The other response by Corbyn's supporters has been to dismiss the claims based on where they are coming from. The understandable suspicion of his backers is that attempts to ask questions about Corbyn's links to anti-Semites are attempts to smear him by association. In many ways this suspicion is well-founded. If Corbyn is elected, his associations with 'extreme' figures will be used repeatedly and mercilessly against him. Labour's opponents will try to plant the idea in voters' minds that Corbyn shares each and every view of every Islamic preacher, or far-left figure, he has ever sat beside. And these questions about his tolerance of people with anti-Semitic views will not just be restricted to the pages of the Jewish Chronicle. They will be on the front page of every Corbyn-opposing newspaper in the country (that's pretty much all of them by the way).
But when this happens – and it will – it will not be enough for his supporters to simply dismiss it as a "smear campaign by the right-wing press". Rightly or wrongly, Corbyn's reputation will be in the dirt before most voters even hear him speak. The battle to define him will be won by his opponents before it has even begun.
We know this because we have been here before. When Ken Livingstone's opponents sought to oust him from office as mayor of London, claims of links to anti-Semitic preachers were used as part of a wider campaign to portray him as a dangerous figure with dangerous views, who should be rejected in favour of the more unifying figure of Boris Johnson. Like now, Livingstone and his supporters went through the same stages of denial as Jeremy Corbyn has. At first the claims were ignored, then they were dismissed with a generic statement confirming his non-racism and then finally his supporters resorted to attacking the questioners as being part of the right-wing 'media smear machine'. And then, of course, Boris won.

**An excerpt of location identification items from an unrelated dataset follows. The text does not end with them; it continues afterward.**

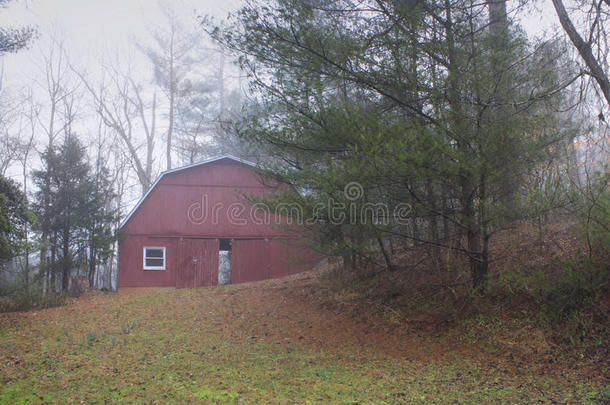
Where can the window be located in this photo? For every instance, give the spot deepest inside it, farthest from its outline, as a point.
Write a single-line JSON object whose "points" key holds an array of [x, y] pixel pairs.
{"points": [[154, 258]]}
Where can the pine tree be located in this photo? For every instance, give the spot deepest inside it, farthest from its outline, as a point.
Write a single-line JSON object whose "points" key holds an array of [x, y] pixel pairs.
{"points": [[73, 209]]}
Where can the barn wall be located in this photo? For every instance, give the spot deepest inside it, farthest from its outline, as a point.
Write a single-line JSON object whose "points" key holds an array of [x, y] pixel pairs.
{"points": [[176, 210], [260, 259], [131, 272], [198, 202]]}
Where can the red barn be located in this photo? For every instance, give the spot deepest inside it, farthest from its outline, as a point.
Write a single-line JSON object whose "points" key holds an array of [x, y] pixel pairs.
{"points": [[195, 214]]}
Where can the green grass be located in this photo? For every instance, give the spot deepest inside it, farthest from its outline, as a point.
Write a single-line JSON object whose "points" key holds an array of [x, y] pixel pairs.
{"points": [[239, 345]]}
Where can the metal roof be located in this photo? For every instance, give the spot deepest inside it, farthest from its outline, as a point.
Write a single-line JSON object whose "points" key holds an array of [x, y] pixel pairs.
{"points": [[204, 162]]}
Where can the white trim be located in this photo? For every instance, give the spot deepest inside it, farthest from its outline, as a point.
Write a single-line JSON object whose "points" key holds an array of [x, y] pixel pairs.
{"points": [[145, 267], [205, 162]]}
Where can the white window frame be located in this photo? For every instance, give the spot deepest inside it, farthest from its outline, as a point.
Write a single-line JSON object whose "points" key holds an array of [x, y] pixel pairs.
{"points": [[154, 267]]}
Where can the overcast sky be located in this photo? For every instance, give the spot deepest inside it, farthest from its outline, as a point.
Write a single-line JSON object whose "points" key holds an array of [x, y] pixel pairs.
{"points": [[92, 27]]}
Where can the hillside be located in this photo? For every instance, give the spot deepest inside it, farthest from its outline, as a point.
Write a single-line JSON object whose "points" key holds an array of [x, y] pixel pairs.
{"points": [[269, 342]]}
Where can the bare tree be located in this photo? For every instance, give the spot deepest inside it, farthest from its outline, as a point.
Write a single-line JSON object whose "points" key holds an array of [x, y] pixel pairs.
{"points": [[593, 47], [121, 104]]}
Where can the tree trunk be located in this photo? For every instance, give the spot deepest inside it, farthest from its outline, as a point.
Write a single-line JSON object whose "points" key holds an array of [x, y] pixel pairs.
{"points": [[584, 49]]}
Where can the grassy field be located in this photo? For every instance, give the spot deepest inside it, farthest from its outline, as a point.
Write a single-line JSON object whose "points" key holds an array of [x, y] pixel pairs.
{"points": [[267, 343]]}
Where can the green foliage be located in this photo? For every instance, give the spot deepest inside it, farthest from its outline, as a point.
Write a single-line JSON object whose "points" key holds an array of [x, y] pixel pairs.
{"points": [[581, 286], [75, 211], [14, 216], [591, 204], [429, 115], [182, 354]]}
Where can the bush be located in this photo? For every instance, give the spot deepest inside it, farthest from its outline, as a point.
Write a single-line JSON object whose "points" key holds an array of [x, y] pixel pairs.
{"points": [[580, 287]]}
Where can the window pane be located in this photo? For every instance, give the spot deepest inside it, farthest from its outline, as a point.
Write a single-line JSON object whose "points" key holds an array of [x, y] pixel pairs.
{"points": [[154, 252], [154, 262]]}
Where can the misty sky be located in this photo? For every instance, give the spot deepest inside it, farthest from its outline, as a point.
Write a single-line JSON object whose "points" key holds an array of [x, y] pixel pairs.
{"points": [[92, 30], [91, 27]]}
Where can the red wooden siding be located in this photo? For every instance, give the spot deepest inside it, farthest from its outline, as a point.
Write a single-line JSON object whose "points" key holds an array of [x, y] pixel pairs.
{"points": [[187, 211], [197, 263], [260, 259]]}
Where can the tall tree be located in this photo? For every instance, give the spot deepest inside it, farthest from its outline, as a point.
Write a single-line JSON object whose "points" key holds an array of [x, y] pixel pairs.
{"points": [[14, 39], [14, 214], [592, 45], [71, 206], [175, 54], [413, 100]]}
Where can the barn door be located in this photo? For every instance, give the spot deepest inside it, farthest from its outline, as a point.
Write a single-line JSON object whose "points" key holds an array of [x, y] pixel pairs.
{"points": [[197, 263]]}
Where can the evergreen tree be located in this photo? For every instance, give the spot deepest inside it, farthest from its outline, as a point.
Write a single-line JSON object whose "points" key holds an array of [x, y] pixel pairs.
{"points": [[414, 101], [73, 208], [14, 214]]}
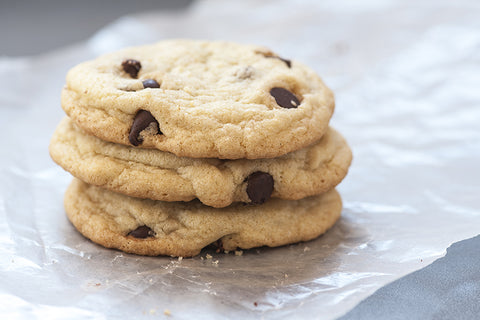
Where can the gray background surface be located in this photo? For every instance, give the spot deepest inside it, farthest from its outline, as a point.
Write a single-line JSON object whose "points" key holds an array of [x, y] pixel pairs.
{"points": [[34, 27], [447, 289]]}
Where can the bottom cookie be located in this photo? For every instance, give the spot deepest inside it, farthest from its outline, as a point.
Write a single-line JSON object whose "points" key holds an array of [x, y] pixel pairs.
{"points": [[148, 227]]}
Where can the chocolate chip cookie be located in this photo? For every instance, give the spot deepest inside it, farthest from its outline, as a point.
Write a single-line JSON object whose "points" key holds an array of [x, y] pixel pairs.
{"points": [[159, 175], [153, 228], [200, 99]]}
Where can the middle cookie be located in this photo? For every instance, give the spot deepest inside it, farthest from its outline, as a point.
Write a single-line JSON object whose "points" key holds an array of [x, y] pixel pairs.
{"points": [[159, 175]]}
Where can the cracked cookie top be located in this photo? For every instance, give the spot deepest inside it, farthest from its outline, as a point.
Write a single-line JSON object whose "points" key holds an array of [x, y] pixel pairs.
{"points": [[200, 99]]}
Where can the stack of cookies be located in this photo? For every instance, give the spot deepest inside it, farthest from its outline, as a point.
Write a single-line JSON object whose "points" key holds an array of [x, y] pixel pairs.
{"points": [[182, 144]]}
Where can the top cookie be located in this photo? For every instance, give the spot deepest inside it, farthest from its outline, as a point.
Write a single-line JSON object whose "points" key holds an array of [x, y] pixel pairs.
{"points": [[200, 99]]}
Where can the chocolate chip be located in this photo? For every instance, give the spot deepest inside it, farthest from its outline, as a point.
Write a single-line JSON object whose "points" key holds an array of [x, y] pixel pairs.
{"points": [[142, 232], [132, 67], [142, 120], [150, 83], [259, 187], [284, 98]]}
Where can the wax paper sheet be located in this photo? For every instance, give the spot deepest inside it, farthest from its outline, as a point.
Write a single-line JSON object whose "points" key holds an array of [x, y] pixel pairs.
{"points": [[406, 75]]}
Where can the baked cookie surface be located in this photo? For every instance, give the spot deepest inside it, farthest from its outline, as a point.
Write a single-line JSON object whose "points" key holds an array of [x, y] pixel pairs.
{"points": [[149, 227], [159, 175], [200, 99]]}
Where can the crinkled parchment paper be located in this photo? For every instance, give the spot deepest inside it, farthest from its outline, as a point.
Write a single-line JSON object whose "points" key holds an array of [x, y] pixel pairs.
{"points": [[407, 80]]}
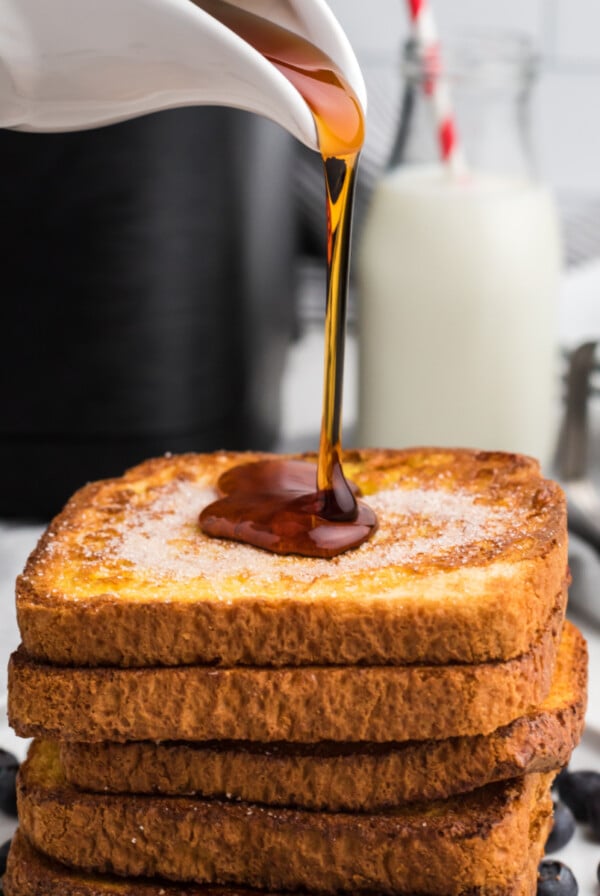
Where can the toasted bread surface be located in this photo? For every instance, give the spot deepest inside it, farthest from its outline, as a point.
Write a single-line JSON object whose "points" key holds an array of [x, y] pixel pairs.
{"points": [[351, 777], [470, 552], [30, 873], [439, 847], [296, 703]]}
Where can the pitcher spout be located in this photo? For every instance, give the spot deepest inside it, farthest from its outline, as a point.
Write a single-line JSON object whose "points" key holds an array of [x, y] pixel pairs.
{"points": [[66, 66]]}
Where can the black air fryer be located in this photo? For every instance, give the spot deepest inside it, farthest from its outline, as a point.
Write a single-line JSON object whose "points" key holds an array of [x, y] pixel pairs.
{"points": [[147, 296]]}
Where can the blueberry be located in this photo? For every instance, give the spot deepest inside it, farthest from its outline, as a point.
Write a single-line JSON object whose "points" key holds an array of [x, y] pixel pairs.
{"points": [[594, 813], [9, 766], [3, 856], [576, 790], [555, 879], [562, 829]]}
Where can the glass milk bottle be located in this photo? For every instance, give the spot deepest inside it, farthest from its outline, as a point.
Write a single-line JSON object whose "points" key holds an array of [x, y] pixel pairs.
{"points": [[458, 275]]}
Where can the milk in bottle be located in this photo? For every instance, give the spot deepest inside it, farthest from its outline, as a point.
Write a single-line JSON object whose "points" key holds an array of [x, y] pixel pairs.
{"points": [[458, 279]]}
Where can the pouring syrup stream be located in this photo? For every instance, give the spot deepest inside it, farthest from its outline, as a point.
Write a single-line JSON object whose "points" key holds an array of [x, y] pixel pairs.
{"points": [[291, 506]]}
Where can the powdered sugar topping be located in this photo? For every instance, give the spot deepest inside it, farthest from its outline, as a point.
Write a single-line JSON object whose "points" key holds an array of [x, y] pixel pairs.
{"points": [[163, 539]]}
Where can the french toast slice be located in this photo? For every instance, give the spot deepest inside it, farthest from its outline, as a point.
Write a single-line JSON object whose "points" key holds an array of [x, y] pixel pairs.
{"points": [[296, 703], [441, 847], [348, 777], [470, 553], [30, 873]]}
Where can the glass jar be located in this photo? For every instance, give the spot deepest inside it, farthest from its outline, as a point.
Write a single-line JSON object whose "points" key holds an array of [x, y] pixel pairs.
{"points": [[458, 274]]}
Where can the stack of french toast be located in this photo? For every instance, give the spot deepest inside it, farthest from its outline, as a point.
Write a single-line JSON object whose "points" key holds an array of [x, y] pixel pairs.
{"points": [[210, 718]]}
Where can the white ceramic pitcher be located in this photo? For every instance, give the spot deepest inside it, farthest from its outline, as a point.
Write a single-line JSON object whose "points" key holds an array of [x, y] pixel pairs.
{"points": [[76, 64]]}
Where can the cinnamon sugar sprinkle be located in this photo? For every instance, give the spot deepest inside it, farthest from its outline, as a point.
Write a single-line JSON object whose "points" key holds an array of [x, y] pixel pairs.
{"points": [[162, 538]]}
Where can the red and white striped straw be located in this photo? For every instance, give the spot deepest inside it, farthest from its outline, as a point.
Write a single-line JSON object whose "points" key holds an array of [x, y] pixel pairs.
{"points": [[435, 84]]}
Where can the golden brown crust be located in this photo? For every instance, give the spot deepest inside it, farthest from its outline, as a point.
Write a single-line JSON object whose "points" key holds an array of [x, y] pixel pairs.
{"points": [[441, 847], [30, 873], [464, 568], [365, 777], [304, 704]]}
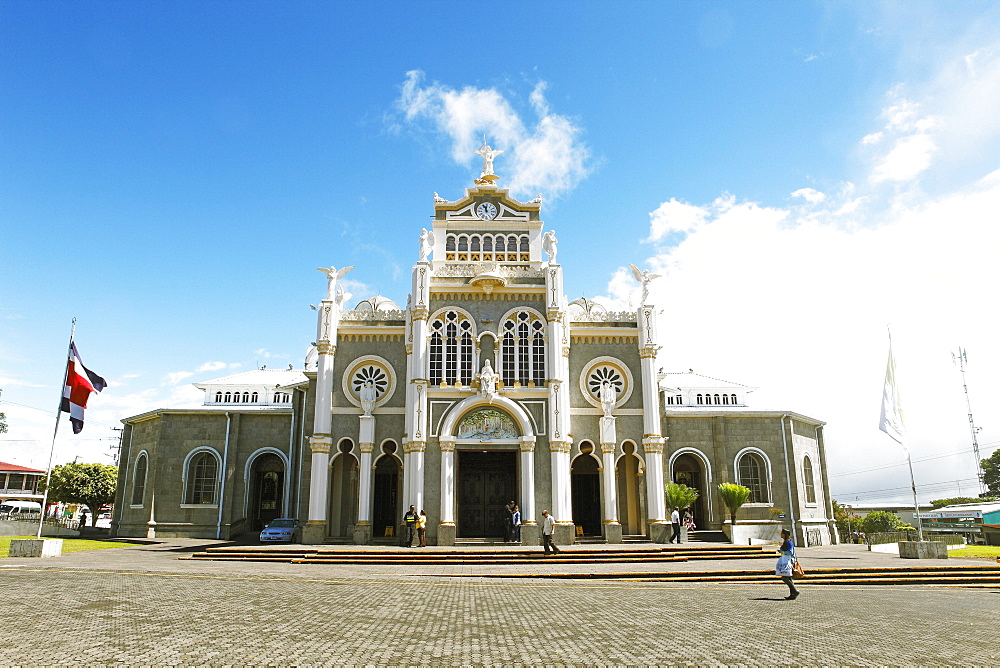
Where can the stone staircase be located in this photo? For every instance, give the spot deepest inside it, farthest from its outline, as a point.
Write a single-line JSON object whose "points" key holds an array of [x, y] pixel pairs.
{"points": [[467, 555]]}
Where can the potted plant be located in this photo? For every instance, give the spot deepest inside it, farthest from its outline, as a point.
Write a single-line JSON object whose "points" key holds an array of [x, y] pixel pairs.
{"points": [[734, 496]]}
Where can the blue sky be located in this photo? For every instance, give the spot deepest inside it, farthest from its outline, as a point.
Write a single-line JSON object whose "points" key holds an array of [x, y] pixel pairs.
{"points": [[801, 174]]}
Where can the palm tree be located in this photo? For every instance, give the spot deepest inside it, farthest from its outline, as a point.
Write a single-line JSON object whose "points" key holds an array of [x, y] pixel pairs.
{"points": [[680, 496], [734, 496]]}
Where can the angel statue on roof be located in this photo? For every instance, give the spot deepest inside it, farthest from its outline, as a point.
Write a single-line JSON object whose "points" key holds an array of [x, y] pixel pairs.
{"points": [[488, 155], [644, 277]]}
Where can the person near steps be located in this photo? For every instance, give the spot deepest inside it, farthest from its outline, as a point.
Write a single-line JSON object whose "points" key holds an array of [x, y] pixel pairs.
{"points": [[783, 568], [548, 527]]}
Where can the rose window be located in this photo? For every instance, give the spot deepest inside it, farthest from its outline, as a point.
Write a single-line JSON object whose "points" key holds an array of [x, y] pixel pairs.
{"points": [[376, 374], [605, 374]]}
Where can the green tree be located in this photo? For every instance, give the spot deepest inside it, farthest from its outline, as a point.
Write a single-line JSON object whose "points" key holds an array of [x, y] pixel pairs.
{"points": [[680, 496], [734, 496], [92, 485], [941, 503], [991, 473], [882, 521], [846, 520]]}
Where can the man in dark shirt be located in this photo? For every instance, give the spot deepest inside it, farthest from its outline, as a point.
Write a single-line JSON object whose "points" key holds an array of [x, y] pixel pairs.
{"points": [[410, 520]]}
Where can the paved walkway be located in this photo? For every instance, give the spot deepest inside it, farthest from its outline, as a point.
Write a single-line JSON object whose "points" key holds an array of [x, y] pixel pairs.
{"points": [[142, 605]]}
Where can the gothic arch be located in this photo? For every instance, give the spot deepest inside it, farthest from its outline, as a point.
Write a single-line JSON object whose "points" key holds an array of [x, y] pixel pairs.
{"points": [[510, 407]]}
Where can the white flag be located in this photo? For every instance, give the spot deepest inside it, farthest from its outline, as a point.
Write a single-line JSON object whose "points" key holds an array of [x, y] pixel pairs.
{"points": [[892, 408]]}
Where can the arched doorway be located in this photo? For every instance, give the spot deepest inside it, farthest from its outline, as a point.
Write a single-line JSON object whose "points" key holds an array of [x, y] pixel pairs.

The temptation for Corbyn is to also attempt to brush over these allegations. The fear among Ken's camp then, as among Corbyn's camp now, is that once you start engaging in these types of questions, you risk legitimising them and then facing a barrage of similar questions. This fear may be justifiable, but the alternative – of ignoring or dismissing the claims – is far worse. By taking this approach, not only do you amplify the questions, you also plant the idea in voters' minds that either the suggestions of anti-Semitic sympathies against you are true, or that you simply don't care about them.
The longer Corbyn goes without seriously tackling these questions, the greater the damage will be both to him and the Labour party.
Nobody seriously believes the MP for Islington North is an anti-Semite, but how he tackles these allegations is crucial to whether the British public ever see him as a credible leader. Either Corbyn deals with these questions now or, ultimately, they are going to deal with him.